Волшебные дни (Лихоносов) - страница 45

С чем же мы спорим, от чего обороняемся и каковы при этом наши собственные вкусовые ощущения духовной пищи? И помогать издательству вроде некому: злополучно вернули рукопись близкого нам товарища. Было немало случаев, когда авторы клали свои рукописи на столы редакторов… вместе с уже готовыми приятельскими рецензиями на них. В следующий раз является в издательство со своей полупудовой рукописью сам автор бывшей рецензии, а рецензия на его рукопись написана благодарным товарищем.

Что это? Это круговая порука и полная беспринципность. Издательство, решившее наконец покончить с подобной практикой, конечно же будет виновато перед теми писателями, которые хотели бы превратить его из государственного в домашнее. Но такую вину издательства полезно бы закрепить на все последующие годы.

«Пришла пора говорить о литературе настоящим, мужественным языком и вещи называть их собственными именами», — настаивал как‑то М. А. Шолохов.

Графоманам мы даем еще слабый отпор. Их защитительные эгоистические инстинкты стирают значение и саму идею живого художественного дела. Внешне графоман голосует за все насущное. Втайне ополчается на насущное уже тем, что пишет ради прибыли и тщеславного положения. Первые его враги — мастера. Интриги, куча мала, пустословие на собраниях — его здоровая питательная атмосфера. Уважение к заветам классиков у него — всего лишь поза, присказка. Бездарность всеми мерами расширяет свой круг, и мы знаем целое сообщество графоманов. И даже сообщество графоманов — читателей. Они без устали убеждают всех остальных в теплокровности мертвой литературы. Так на обочине возникает фальшивая среда. Она тащит в творческий союз на себя похожих и, разрастаясь численно, претендует на полноценную единственность. В этом‑то деловом сговоре и растлевается художество.

Все же, как ни странно, каждый в душе чувствует, что его товарищ занимается чем‑то не тем, не настоящим делом, что читать товарища скучно, он фальшивит, просто колотит деньги, а хочет, чтобы его уважали за… «художественные достоинства».
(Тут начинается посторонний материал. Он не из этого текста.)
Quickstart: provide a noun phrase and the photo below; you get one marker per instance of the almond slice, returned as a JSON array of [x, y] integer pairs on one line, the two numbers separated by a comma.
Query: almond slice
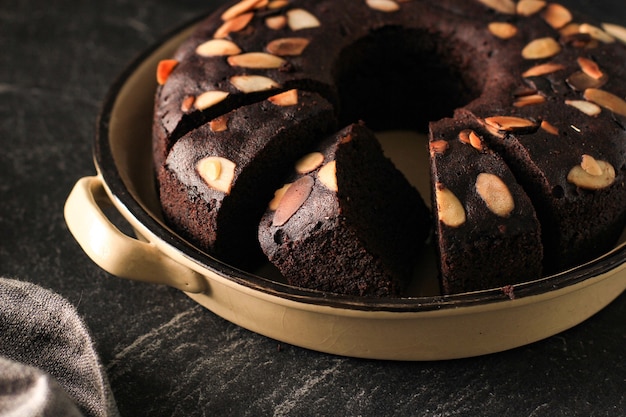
[[438, 147], [258, 60], [541, 48], [217, 47], [502, 30], [287, 46], [510, 123], [580, 177], [299, 19], [217, 172], [590, 68], [292, 199], [580, 81], [253, 83], [219, 124], [287, 98], [386, 6], [328, 176], [209, 99], [450, 211], [495, 193], [276, 22], [607, 100]]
В глубокой сплоченности бездарей открываешь вдруг крайнее неуважение друг к другу. Неправда творческая неизбежно роднится с неправдой жизненного поведения. Лицемерие становится правилом. «Это ужасно! — говорит писатель о спектакле, картине, рукописи в одном углу, а перейдя в угол другой, высказывается совсем иначе: — Вы знаете, мне понравилось!» Так ему выгодней. Он беспокоится лишь о сохранении «хороших отношений», нимало не стыдясь того, что такие отношения зовутся торговыми. Заботы о росте своего товарища нет. Более того: товарищ всегда против честного отзыва о своих трудах — гласное отрицание их помешает ему колыхаться на волнах искусства безбедно. Ему по душе лживая похвала. Он ее частенько сам же организует. Круг замыкается. И получается, что судит нас непримиримо одна молва, а сами мы плотно закрылись от нее взаимовыручкой, преувеличением своих заслуг и своими руками созданной средой, отсталость которой не признаем.